因爲js腳本的影響,咱們請求獲得的數據經常與網頁顯示的數據不同。而chrome插件xpath helper不能調試本地網頁,因而有了製造一個xpath解析器的想法。(粗略嘗試了一下,沒有問題,你們要是發現bug的話記得評論告訴我啊~)
工具:html
有關(一)、(二)部分的教程能夠參考:https://www.jb51.net/article/...python
將如下代碼添加到def setupUi後面chrome
# 設置按鈕控件 self.button_Get_html.clicked.connect(self.Button_Get_Html) self.button_Xpath_Parse.clicked.connect(self.Button_Xpath_Parse)

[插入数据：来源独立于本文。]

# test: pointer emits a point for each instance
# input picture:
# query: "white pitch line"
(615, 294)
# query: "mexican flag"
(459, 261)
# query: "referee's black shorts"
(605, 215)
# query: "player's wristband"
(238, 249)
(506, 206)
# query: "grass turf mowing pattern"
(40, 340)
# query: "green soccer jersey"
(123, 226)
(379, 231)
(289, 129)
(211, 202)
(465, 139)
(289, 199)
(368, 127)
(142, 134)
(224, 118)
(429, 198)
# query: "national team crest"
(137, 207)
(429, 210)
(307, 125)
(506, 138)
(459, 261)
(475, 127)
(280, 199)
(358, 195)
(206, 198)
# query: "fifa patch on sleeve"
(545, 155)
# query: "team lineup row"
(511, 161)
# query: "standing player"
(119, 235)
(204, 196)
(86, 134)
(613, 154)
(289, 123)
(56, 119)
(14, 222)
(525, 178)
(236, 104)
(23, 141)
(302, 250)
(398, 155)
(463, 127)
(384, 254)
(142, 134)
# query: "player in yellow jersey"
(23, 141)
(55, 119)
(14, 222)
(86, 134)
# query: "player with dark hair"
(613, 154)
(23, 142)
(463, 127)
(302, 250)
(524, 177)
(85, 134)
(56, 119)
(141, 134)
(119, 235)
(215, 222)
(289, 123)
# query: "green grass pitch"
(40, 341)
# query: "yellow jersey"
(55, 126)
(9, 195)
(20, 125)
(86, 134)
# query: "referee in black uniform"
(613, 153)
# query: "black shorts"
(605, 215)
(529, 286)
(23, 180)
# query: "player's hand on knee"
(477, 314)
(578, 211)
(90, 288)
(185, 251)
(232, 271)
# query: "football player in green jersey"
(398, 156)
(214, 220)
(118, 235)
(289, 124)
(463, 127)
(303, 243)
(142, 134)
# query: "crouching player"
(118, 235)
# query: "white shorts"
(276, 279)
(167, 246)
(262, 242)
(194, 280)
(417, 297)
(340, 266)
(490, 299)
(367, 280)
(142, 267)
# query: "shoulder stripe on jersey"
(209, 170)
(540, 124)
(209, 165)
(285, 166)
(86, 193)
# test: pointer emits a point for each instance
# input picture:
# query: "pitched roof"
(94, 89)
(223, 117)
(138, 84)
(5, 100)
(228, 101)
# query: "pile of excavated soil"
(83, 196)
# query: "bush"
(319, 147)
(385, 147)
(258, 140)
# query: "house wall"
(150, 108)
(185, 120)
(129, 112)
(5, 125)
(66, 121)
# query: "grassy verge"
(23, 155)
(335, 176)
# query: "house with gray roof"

如下分別是按鈕==Get Html==和按鈕 ==Xpath Parse== 的代碼:segmentfault
def Button_Get_Html(self): headers = { 'User-Agent': 'Mozilla/5.0 (Windows NT 10.0; Win64; x64) AppleWebKit/537.36 (KHTML, like Gecko) Chrome/80.0.3970.5 Safari/537.36' } url = self.text_Web_Site.toPlainText().strip() if len(url): if url[0] == 'w': url = 'http://' + url session = requests.session() try: res = session.get(url=url, headers=headers, verify=False).content.decode('utf-8','ignore') # 在text_HTML_Code中輸出返回內容 self.text_HTML_Code.setPlainText(res) except Exception as e: self.text_HTML_Code.setPlainText(e.__str__()) else: self.text_HTML_Code.setPlainText('網址不能爲空!') def Button_Xpath_Parse(self): self.text_Result.document().clear() xpath_syntax=self.text_Xpath_Syntax.toPlainText() html_code=self.text_HTML_Code.toPlainText() html=etree.HTML(html_code) try: results = html.xpath(xpath_syntax) num = 0 for result in results: self.text_Result.append('-'*60+'這裏是第 '+str(num)+' 個') # result 有兩種格式 try: self.text_Result.append(result.text) except Exception: self.text_Result.append(result) num=num+1 except Exception as e: self.text_Result.setPlainText(e.__str__())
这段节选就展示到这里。